Thanks to the bandage’s particular characteristics, the bandaged area can move freely, unlike with classic bandages. Kinesiotaping is very useful in treating pain and muscle injuries, as many athletes and patients have indicated after trying it for a while.
It was first used by orthopedists, chiropractors, acupuncturists and other professionals in Japan; today its use has spread to the whole world, thanks to the stories of the success it has enjoyed in the world of sport and attested to by many athletes who have explained how neuromuscular taping has improved, in one way or another, their athletic performance.
The tape is usually made of an elastic cotton bandage that can be stretched up to 140% of its original length. This tape, as has been demonstrated in practice, successfully corrects the alignment of weak muscles and facilitates joint movement, thanks to the traction qualities of the bandage itself.
This tape must be applied over the stretching muscle, from the origin point of the muscle to its point of insertion. Once applied, the tape is then rubbed, in order to activate the adhesive.

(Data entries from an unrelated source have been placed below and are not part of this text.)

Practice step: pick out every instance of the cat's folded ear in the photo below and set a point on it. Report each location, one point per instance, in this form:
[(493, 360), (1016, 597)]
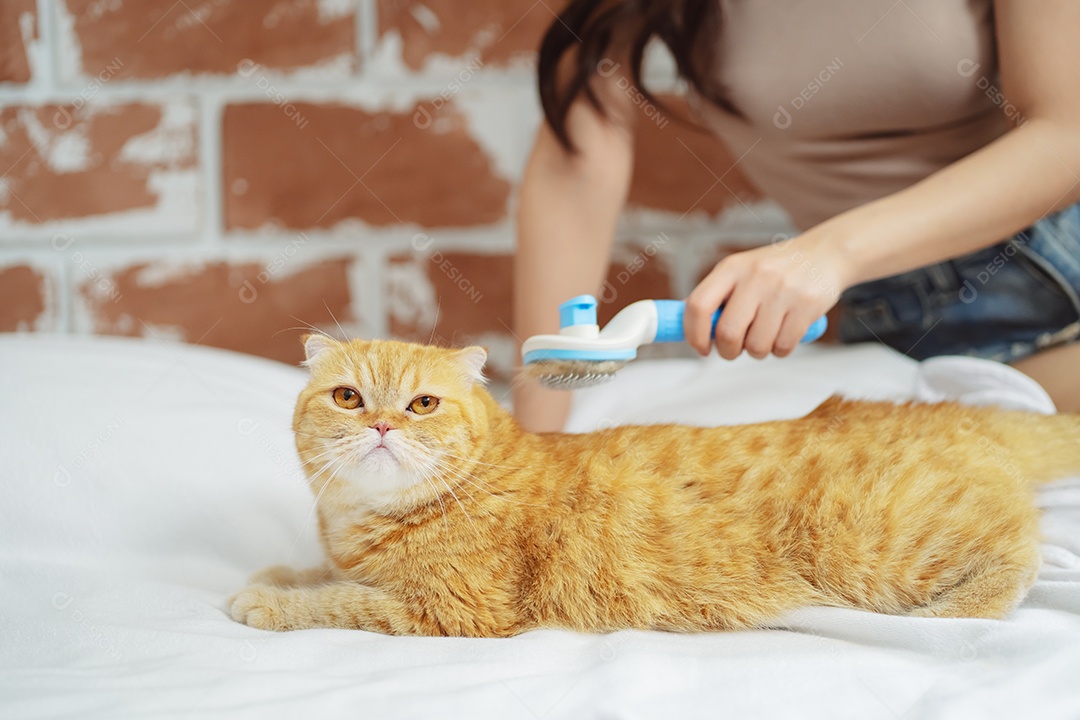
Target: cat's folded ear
[(315, 344), (471, 360)]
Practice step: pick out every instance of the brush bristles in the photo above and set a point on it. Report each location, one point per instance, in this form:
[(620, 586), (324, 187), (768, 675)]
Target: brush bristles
[(571, 375)]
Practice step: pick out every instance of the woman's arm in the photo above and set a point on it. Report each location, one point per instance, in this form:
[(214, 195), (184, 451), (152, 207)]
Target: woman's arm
[(566, 221), (772, 295)]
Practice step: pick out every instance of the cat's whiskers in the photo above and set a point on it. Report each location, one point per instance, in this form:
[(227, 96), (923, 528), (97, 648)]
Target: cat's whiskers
[(319, 496), (478, 462), (461, 475), (460, 504)]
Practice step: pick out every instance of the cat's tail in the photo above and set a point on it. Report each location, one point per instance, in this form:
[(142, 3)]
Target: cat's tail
[(1043, 447)]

Neuromuscular tape is typically applied in three general shapes: the “I” shape, for small or linear places; the “Y” shape, for larger muscles such as the deltoid; and the “X” shape, for large and long muscles, such as the quadriceps.
Its analgesic properties are also being studied: according to what we have experienced with some of our patients, neuromuscular taping may help reduce inflammation and optimize mobility. This will provide the patient with greater performance and stability when practicing sports and in their daily routines.
Many athletes have explained how neuromuscular taping has improved, in one way or another, their athletic performance.
Neuromuscular Taping Success Stories: From Armstrong to Serena Williams
Neuromuscular taping, an elastic bandage used to treat various dysfunctions, gained wide popularity at the 2008 Beijing Olympics. Kerri Walsh was one of the athletes to appear with the tape in competition, but not the only one. Lance Armstrong, for his part, has repeatedly described the numerous benefits of neuromuscular taping. Other athletes, such as Serena Williams, Buffon, Mario Ballotelli, and Djokovic, have expressed their satisfaction with the results of this type of bandage.
One of the best known cases is that of WWE wrestler John Cena, who used the tape to reduce pain and eliminate inflammation after undergoing an operation to remove bone chips from his elbow.